Let me start off by saying THIS SOUNDTRACK IS FUCKING PHENOMENAL!  Black Panther: The Album can be enjoyed whether or not you've actually seen the film, but understanding the references heard throughout will hit you much harder if you are familiar with the source material.  The reason is because this album is a perfect illustration of every major event in the movie and its overall significance.  In some ways, Kendrick creatively re-tells the stories of both T'Challa and Killmonger, as well as the societies each character comes from.  Kendrick's verse on "All The Stars" is from the perspective of T'Challa when Killmonger came storming into the throne room making demands, while Khalid & Swae Lee sing an ode to the powerful women of Wakanda on "The Ways."  The West Coast-infused "Paramedic" almost serves as Killmonger's theme song, while "Bloody Waters" and "King's Dead" are essentially the height of the conflict between both main characters, as Killmonger defeats T'Challa and assumes the throne.

Even though Kendrick isn't featured on every track, his influence is heard thematically throughout.  This album features notable contributions from artists representing every facet of urban culture, and most of it works extremely well, with only a few head scratchers.  Swae Lee and Future may be in a similar lane in this industry, but the gap in their creativity and ability to blend into a song are staggering.  Swae Lee fits perfectly alongside Khalid on "The Ways," despite Khalid's reputation as being more of a true 'artist.'  Meanwhile, Future's embarrassing attempt to flex his creative muscle on "King's Dead" is so bad that it ruins a moment that could have been special for Jay Rock, who managed to pull a whole new style out of his arsenal on this song.

"Redemption's" rhythmically African sound may come across as jarring when compared to all the other vibes that precede it, but it quickly becomes an infectious change of pace that is both unexpected and welcome.  Kendrick has a way of piecing together a project to where you won't ever feel fatigued by a single style becoming redundant.  One of the album's strongest tracks is "Seasons."  Equal parts hood and motherland, this song exemplifies the internal struggles Killmonger faced being stripped from his roots in Wakanda and forced to grow up in a poverty-stricken environment in Oakland, California.

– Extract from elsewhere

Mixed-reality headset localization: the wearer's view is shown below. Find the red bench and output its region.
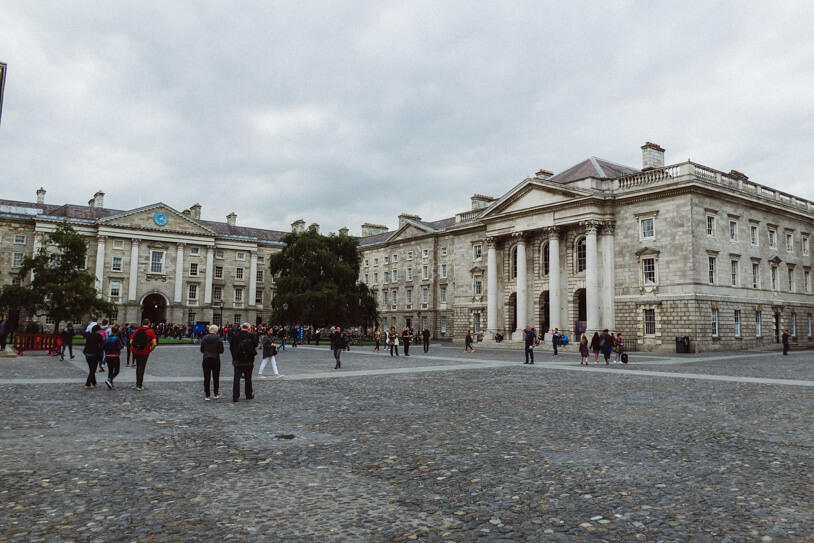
[11,334,62,356]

In true Kendrick Lamar fashion, Black Panther: The Album concludes on a high note with The Weeknd on the futuristic "Pray For Me."  Like most of the album, it's just great hearing songs that both fit the movie, and are simply enjoyable to listen to from a musical standpoint.  This epic conclusion caps off a 14-track thrill ride that solidifies just how dominant TDE truly is.  These guys are checking off a lot of boxes this decade, and building a truly legendary resume to boot.  With so many artists from within TDE and outside the camp, this soundtrack often feels like Top Dawg Entertainment's compilation album, similar to The Dynasty.  What a time to be alive!  Kendrick is becoming a renaissance man of sorts, by curating one of the greatest soundtracks of all time up there with the likes of Above the Rim, Juice, Superfly and Purple Rain.  Top Dawg may have been the coach, Kendrick may have been the quarterback, but the entire squad gets the W for this soundtrack.